After a few weeks, early users were granted a single Golden Ticket—an invite that let one friend skip the line entirely. Not ten invites. Not unlimited. Just one.

That scarcity made every Golden Ticket feel like a backstage pass. People didn’t just share them—they curated them. “I only have one—who really wants it?”

Golden Tickets turned users into gatekeepers. And the more they shared, the more desirable Monzo became.

Oh, and the cards themselves? Bright, hot coral orange.

They didn’t just look cool. They worked like free marketing. Every time someone whipped out their eye-burning debit card at the bar, friends asked, “What’s that?”

Word-of-mouth? Activated.

From Prepaid Hype to Full-Blown Bank

The results were ridiculous.

Before Monzo even got its banking license, over 200,000 people had signed up—just to use a prepaid debit card.

And 40% of that early growth came from referrals alone. Not paid ads. Not influencer campaigns. Just people showing their friends something new and exciting.

The Golden Ticket system drove so much organic buzz that Monzo didn’t need to manufacture virality—it happened naturally. People wanted in. And once they got in, they wanted others to join them.

Even Monzo’s early fundraising leaned on this community energy. When they raised £1 million on Crowdcube, their own users backed them—in 96 seconds.

By 2020, Monzo had over 5 million customers, a full banking license, and a $4.5 billion valuation. The lean little startup with no license and no ad budget had outgrown its queue—and turned it into a movement.

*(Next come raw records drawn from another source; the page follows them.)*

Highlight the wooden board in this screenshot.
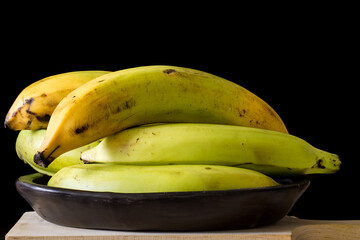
[6,212,360,240]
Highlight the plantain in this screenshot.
[48,164,279,193]
[34,66,287,167]
[81,123,341,176]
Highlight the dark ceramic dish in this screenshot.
[16,173,310,231]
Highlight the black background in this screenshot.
[0,6,360,238]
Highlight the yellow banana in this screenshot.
[34,66,287,167]
[4,71,109,130]
[48,164,278,193]
[16,129,100,176]
[81,123,341,176]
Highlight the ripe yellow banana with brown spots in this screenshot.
[4,71,109,130]
[34,66,287,167]
[15,129,101,176]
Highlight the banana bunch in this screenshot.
[5,66,341,193]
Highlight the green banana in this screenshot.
[34,66,287,167]
[48,164,279,193]
[81,123,341,176]
[15,129,100,176]
[4,71,109,130]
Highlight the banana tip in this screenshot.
[34,152,50,168]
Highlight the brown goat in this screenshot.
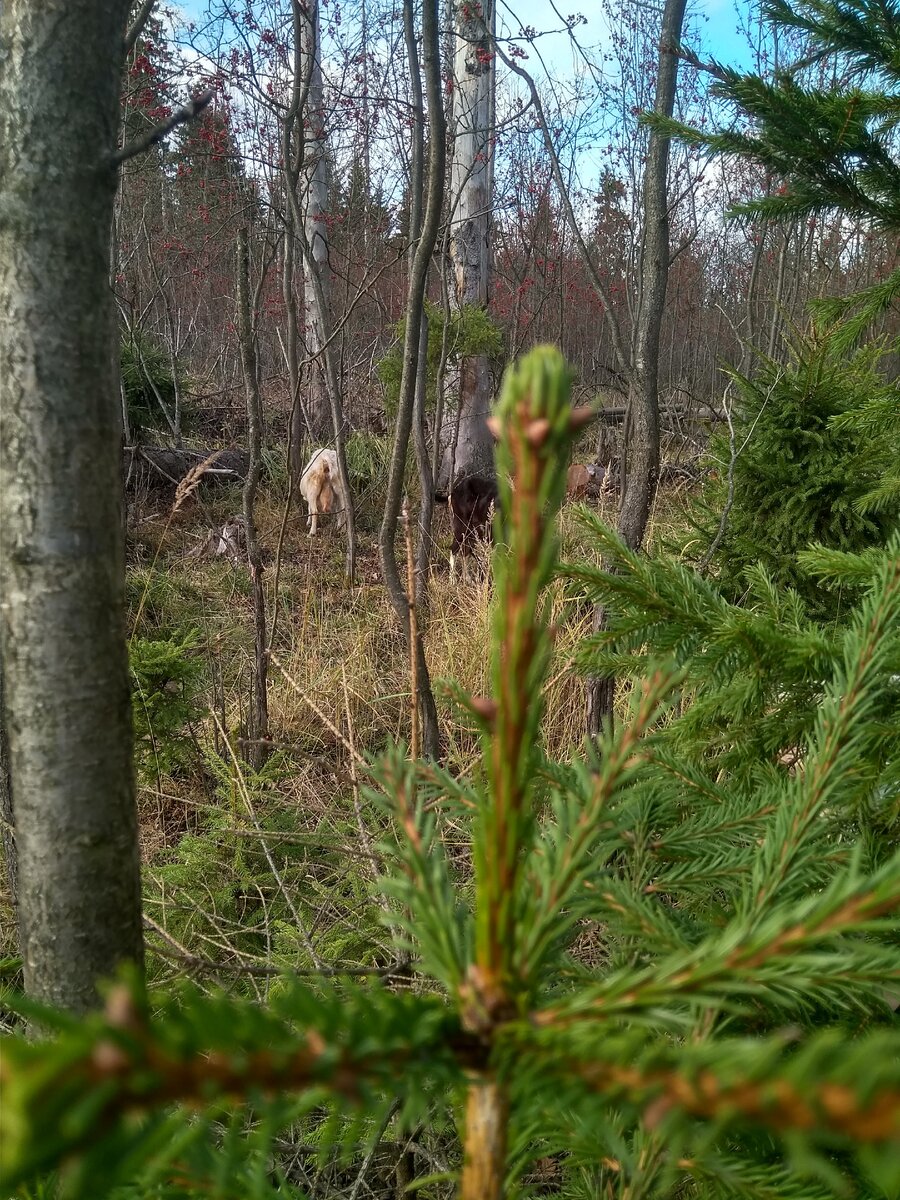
[434,475,497,582]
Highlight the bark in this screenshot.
[587,0,685,737]
[442,0,496,484]
[281,4,314,484]
[0,671,19,912]
[0,0,143,1012]
[238,229,269,770]
[122,446,250,490]
[378,0,445,758]
[403,5,440,600]
[300,0,333,441]
[460,1076,510,1200]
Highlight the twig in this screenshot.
[401,496,419,760]
[212,710,324,971]
[269,650,366,763]
[109,88,215,167]
[125,0,156,58]
[341,662,384,880]
[144,916,397,979]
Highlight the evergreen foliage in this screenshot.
[0,349,900,1200]
[691,332,900,617]
[121,330,191,434]
[646,0,900,616]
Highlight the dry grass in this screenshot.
[121,463,696,986]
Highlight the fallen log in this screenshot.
[122,446,250,491]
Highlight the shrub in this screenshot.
[128,632,203,775]
[120,330,196,433]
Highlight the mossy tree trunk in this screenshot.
[0,0,143,1012]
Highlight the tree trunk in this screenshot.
[403,4,446,600]
[300,0,333,441]
[0,0,143,1012]
[0,670,19,912]
[440,0,496,484]
[587,0,685,737]
[238,229,269,770]
[378,0,445,758]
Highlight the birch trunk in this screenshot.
[440,0,496,482]
[378,0,445,758]
[587,0,685,737]
[0,0,143,1012]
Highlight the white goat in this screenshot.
[300,450,347,538]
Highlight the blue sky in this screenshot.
[497,0,750,70]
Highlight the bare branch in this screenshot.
[125,0,156,58]
[110,88,215,167]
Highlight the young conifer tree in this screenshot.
[646,0,900,515]
[0,348,900,1200]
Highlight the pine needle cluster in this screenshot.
[1,348,900,1200]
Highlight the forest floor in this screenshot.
[0,451,696,973]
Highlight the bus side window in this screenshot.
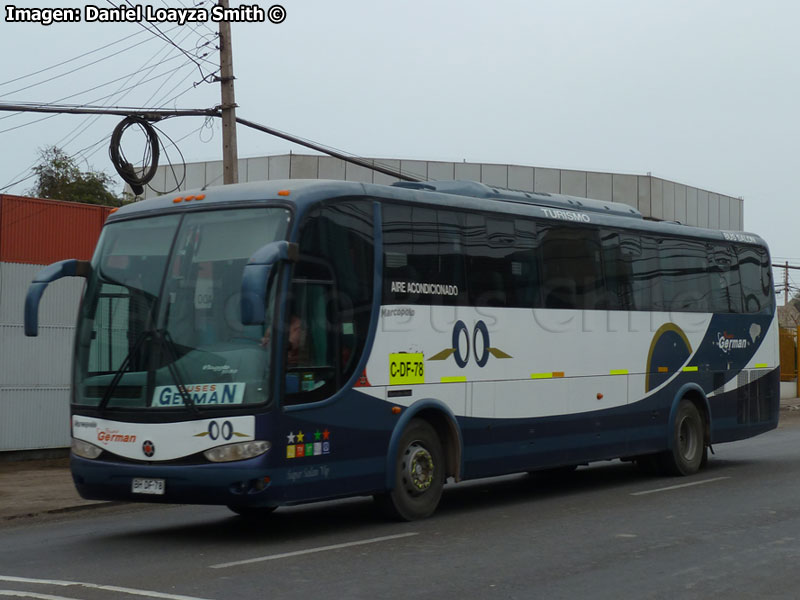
[600,231,633,310]
[285,200,374,403]
[511,219,543,308]
[737,246,772,313]
[464,214,516,307]
[542,226,603,309]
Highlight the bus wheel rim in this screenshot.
[678,417,698,460]
[405,443,435,495]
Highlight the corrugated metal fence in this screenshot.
[0,195,110,451]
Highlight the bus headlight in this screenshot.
[71,438,103,458]
[203,440,272,462]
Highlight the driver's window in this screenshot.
[284,262,339,403]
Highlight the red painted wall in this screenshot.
[0,194,112,265]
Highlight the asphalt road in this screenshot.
[0,419,800,600]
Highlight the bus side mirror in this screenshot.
[241,241,300,325]
[25,258,92,337]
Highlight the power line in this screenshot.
[0,31,149,87]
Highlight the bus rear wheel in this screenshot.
[375,419,445,521]
[660,398,708,475]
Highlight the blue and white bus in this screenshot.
[26,180,779,520]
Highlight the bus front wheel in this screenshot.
[660,398,708,475]
[375,419,445,521]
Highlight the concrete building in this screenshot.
[145,154,744,231]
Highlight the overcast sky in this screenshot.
[0,0,800,282]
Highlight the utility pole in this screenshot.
[783,260,789,306]
[218,0,239,184]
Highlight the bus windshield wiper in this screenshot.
[97,329,155,410]
[157,329,200,415]
[97,329,200,414]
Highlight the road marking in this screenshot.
[209,532,419,569]
[0,575,216,600]
[631,477,730,496]
[0,590,75,600]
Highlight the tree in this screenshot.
[28,146,125,206]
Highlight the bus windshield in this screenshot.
[73,208,290,411]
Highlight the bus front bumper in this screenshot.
[70,454,280,506]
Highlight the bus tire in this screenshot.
[661,398,707,475]
[228,504,278,519]
[375,419,446,521]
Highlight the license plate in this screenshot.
[131,477,164,496]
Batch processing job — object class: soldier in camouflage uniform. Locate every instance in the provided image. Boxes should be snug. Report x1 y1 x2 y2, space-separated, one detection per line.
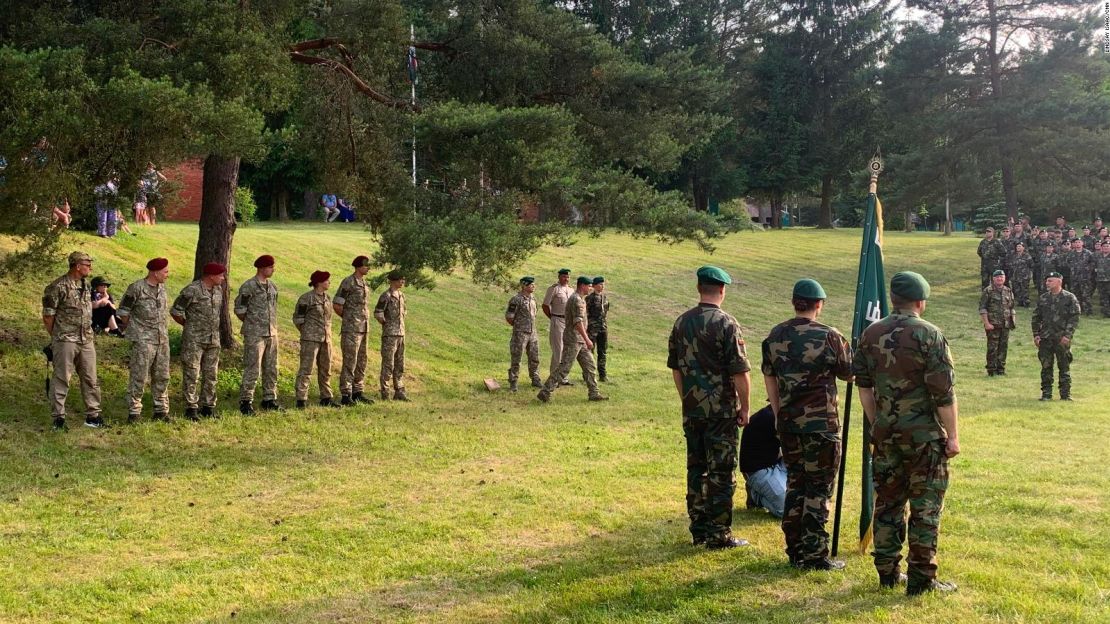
42 251 104 430
536 275 609 403
235 254 282 414
586 275 609 381
979 271 1016 376
761 280 851 570
293 271 334 410
374 271 408 401
170 262 228 421
667 266 751 548
852 271 960 595
505 275 543 392
332 255 374 405
1032 273 1080 401
117 258 170 423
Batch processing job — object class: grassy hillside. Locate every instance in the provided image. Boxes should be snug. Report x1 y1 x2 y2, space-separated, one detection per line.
0 224 1110 623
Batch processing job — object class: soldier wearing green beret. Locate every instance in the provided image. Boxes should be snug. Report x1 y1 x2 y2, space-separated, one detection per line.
505 275 544 392
667 266 751 548
761 279 851 571
852 271 960 595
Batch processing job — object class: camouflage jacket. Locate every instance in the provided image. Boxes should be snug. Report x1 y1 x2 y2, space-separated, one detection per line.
170 280 223 345
1033 290 1080 340
42 273 93 344
293 290 330 342
761 319 851 433
505 292 536 334
979 284 1013 330
667 303 751 419
235 275 278 338
374 290 407 335
586 292 609 335
332 273 370 334
851 310 956 444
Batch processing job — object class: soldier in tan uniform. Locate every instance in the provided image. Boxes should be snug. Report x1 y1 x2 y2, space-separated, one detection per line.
374 271 408 401
235 254 282 414
332 255 374 405
543 269 574 385
117 258 170 423
293 271 335 410
42 251 104 430
170 262 228 421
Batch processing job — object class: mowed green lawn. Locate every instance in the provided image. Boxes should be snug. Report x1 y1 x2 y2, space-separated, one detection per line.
0 224 1110 623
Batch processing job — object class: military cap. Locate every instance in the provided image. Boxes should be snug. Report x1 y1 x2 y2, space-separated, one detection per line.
793 278 828 299
697 264 733 285
69 251 92 266
890 271 929 301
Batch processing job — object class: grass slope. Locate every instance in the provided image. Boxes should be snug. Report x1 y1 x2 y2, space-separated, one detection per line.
0 224 1110 623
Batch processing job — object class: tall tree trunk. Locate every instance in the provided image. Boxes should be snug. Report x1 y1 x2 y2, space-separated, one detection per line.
817 173 833 230
193 154 239 349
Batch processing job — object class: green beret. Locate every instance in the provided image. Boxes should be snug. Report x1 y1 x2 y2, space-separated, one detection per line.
697 264 733 285
890 271 929 301
794 278 828 299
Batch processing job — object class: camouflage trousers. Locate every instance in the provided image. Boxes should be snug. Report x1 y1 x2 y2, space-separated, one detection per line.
340 332 369 396
541 341 601 396
1037 336 1071 396
987 325 1010 374
295 334 330 401
181 340 220 410
508 332 539 384
128 341 170 415
239 335 278 402
49 340 100 419
778 432 840 562
683 416 740 541
377 335 405 394
871 440 948 586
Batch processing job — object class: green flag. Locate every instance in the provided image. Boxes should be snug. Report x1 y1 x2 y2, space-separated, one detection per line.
845 192 889 553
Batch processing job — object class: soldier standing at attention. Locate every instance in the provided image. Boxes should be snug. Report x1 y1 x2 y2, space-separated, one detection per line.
332 255 374 405
235 254 282 414
761 280 851 571
1032 273 1080 401
505 275 544 392
170 262 228 421
293 271 335 410
374 270 408 401
852 271 960 596
979 271 1016 378
536 275 609 403
667 266 751 550
117 258 170 423
543 269 574 385
586 275 609 381
42 251 104 430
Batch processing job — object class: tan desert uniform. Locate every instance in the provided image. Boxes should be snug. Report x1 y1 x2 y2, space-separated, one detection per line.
374 290 406 399
544 282 574 381
293 290 332 401
170 280 223 409
42 269 100 419
235 275 278 402
333 273 370 396
117 279 170 416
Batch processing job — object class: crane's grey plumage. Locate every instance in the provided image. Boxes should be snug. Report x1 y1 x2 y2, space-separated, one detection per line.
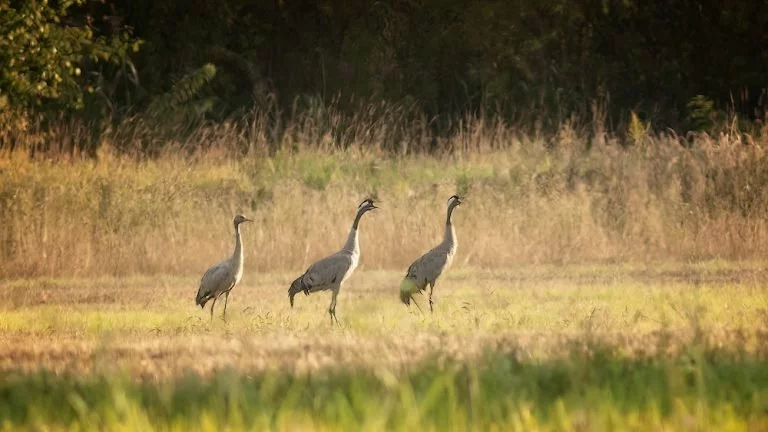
288 199 378 324
400 195 461 311
195 215 253 320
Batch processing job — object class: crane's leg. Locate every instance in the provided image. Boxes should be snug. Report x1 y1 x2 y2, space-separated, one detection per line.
328 289 340 325
221 291 229 322
211 296 219 321
429 283 435 312
411 296 424 314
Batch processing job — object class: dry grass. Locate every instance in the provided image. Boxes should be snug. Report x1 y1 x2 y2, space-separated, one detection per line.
0 117 768 278
0 262 768 379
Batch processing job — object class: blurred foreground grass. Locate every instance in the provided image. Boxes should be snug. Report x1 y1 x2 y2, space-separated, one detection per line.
0 261 768 431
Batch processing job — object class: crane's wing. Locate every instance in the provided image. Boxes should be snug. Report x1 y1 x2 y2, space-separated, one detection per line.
301 253 352 292
401 247 448 290
197 261 235 306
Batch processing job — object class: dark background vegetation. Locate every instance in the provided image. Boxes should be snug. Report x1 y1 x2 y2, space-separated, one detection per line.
0 0 768 138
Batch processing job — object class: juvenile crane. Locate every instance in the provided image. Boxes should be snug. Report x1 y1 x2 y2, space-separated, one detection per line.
400 195 461 312
196 215 253 321
288 199 378 325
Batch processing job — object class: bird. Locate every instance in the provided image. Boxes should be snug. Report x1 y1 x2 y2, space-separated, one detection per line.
195 215 253 321
288 198 378 325
400 195 462 312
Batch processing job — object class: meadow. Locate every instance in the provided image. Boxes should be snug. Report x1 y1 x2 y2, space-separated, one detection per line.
0 117 768 430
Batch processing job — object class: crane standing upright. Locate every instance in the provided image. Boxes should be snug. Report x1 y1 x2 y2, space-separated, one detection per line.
195 215 253 321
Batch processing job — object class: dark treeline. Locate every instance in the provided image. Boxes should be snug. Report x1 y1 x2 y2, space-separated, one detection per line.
0 0 768 130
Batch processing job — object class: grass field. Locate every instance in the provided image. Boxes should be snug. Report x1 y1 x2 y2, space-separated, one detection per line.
0 121 768 431
0 261 768 430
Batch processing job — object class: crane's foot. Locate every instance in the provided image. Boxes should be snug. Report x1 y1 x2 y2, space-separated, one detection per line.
328 309 341 327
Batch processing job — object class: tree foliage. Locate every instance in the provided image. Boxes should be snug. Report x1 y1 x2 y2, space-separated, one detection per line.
0 0 768 127
0 0 138 109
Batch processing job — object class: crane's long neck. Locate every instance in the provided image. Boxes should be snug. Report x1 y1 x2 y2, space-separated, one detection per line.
443 206 456 246
343 211 365 253
232 224 243 266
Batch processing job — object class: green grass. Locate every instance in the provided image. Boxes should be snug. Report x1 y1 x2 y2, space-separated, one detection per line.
0 346 768 431
0 261 768 431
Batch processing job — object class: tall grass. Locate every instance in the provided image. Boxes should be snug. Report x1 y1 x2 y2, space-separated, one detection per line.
0 347 768 431
0 111 768 278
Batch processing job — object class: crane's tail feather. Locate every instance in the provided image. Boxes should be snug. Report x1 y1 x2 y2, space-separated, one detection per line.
400 278 421 306
288 275 309 307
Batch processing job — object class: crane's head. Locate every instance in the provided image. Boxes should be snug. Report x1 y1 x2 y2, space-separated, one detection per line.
234 215 253 228
448 195 462 208
357 198 378 214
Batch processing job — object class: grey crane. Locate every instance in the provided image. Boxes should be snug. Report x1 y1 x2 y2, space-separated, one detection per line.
400 195 461 312
195 215 253 321
288 198 378 325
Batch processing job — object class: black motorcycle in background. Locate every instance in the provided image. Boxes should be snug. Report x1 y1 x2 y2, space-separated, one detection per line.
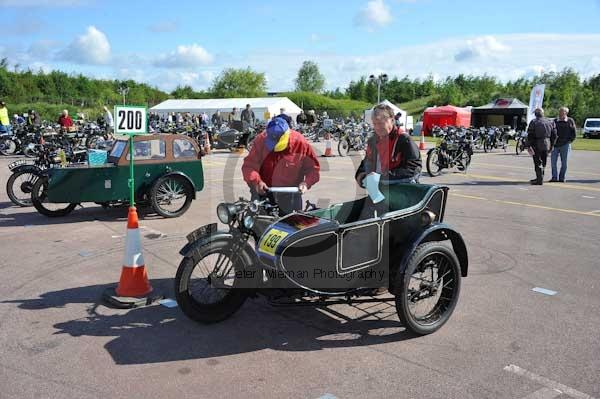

As the team later reflected, “About 40% of our sign-ups in 2017 came from Golden Tickets—and it cost us nothing.”

Monzo’s waitlist worked because it wasn’t just a barrier—it was a badge of honor. The referrals weren’t spammy—they were a gift. The card didn’t just work—it turned heads.

That’s how you build viral loops that actually feel good.

Even in banking.

🍫 Snackable Stats

£15.4 million – Monzo’s first annual net profit in FY2024 after six consecutive years of losses.

£880 million – Record revenue in 2024, marking a 147% year-on-year growth.

12 million – Customers reported in 2025 as Monzo celebrates its 10th anniversary, representing one in five UK adults.

£130 million – Interest paid to customers via its Instant Access Savings accounts since launch.

14 million – Projected customer base by end of 2025 based on current growth trajectories.